Samsung invokes Alice to challenge two Apple patents
Samsung Electronics has asked a court in California to hold invalid claims of two Apple patents in the wake of a U.S. Supreme Court decision that tightened standards for patentability.
A jury ordered Samsung in May to pay Apple about $119 million for infringing the iPhone maker’s patents. The two patents whose validity Samsung is now challenging had figured in the trial.
Some Samsung devices were found to infringe the “slide-to-unlock” patent, also known as the ’721 patent, which describes the motion on an unlock image on phone home screens to unlock a device.
The jury found Samsung did not infringe in its devices Apple’s “universal search” patent, referred to as the ’959 patent, which is the second Apple patent that Samsung aims to get the court to declare invalid in view of the standards outlined by the Supreme Court. The ‘959 patent refers to an universal interface for retrieval of information in a computer system.
Apple has filed for higher damages for the patents Samsung was found to have infringed and a judgment that Samsung infringed other patents in the case including the ‘959 patent.
In June’s Alice v. CLS Bank ruling, the Supreme Court found that an abstract idea is not patentable simply because it is tied to a computer system. It said that abstract ideas are not patentable unless the claim contains an “inventive concept” sufficient to transform the claimed abstract idea into a patent-eligible application.

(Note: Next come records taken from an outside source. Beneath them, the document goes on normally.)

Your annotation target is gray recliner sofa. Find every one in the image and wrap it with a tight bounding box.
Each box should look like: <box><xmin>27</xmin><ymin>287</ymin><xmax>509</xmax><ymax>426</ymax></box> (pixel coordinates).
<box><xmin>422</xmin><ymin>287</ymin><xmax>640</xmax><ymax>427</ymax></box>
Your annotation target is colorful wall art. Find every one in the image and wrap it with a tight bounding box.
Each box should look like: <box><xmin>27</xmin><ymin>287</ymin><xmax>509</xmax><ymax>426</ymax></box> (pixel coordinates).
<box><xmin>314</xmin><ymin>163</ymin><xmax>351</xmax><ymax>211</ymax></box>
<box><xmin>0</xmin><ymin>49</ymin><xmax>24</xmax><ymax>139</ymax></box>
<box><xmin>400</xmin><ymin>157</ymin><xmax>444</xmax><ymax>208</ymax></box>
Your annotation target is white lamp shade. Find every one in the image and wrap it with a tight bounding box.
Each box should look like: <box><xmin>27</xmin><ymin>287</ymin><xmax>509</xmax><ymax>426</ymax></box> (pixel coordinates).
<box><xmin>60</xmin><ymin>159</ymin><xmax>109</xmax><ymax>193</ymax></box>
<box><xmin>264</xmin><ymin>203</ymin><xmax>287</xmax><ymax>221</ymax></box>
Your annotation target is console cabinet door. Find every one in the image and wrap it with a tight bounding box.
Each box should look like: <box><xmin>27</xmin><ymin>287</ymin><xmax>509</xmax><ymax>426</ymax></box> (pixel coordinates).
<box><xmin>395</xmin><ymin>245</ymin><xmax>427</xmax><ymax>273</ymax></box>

The claims of the two Apple patents attempt “to claim an abstract idea, implemented with generic computer functions that do not state any technical innovation,” Samsung wrote about the two Apple patents in a filing Thursday to the U.S. District Court for the Northern District of California, San Jose division.

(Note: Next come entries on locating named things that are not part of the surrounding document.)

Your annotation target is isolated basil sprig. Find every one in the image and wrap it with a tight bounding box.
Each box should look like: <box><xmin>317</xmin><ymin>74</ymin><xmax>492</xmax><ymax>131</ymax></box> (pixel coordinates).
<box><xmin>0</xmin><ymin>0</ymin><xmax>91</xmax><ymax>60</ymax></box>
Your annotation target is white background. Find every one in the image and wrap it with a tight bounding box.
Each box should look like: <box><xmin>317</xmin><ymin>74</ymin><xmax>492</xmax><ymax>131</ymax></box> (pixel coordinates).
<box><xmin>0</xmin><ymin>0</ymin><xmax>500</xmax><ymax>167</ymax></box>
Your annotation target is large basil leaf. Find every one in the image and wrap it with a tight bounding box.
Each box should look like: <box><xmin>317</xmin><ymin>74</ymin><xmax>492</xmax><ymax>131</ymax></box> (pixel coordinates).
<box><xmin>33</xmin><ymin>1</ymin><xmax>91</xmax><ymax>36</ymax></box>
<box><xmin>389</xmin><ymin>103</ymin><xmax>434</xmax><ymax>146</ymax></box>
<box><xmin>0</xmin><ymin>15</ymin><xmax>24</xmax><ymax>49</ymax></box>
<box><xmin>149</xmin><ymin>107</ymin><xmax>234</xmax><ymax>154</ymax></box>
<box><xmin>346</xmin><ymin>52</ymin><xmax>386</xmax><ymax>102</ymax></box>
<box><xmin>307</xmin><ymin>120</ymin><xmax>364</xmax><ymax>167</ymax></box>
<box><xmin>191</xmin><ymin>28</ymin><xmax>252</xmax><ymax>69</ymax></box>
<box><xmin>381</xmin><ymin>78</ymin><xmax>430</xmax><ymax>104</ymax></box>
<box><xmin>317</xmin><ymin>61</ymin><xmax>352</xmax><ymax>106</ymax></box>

Regarding the “slide-to-unlock” patent, Samsung has argued in the filing that “simply using a computer to implement the abstract idea of moving a lock from locked to unlocked position does not render the idea patentable.”
Claim 8 of the ‘721 patent describes conventional computer operations such as the display of an image and moving that image on the screen to implement the abstract idea of unlocking a lock on any generic computer, without any special or specific hardware or software involved, according to Samsung.
Referring to the unified search patent, Samsung claimed that Apple’s expert had explained at trial that the ‘959 patent attempts to generally claim the use of a “heuristic” to locate information through a computer. The expert further claimed that a heuristic is “just basically, you know, a good idea,” according to Samsung’s filing, which added that the description was similar to that used by the Supreme Court to describe unpatentable abstract ideas.
Apple could not be immediately reached for comment.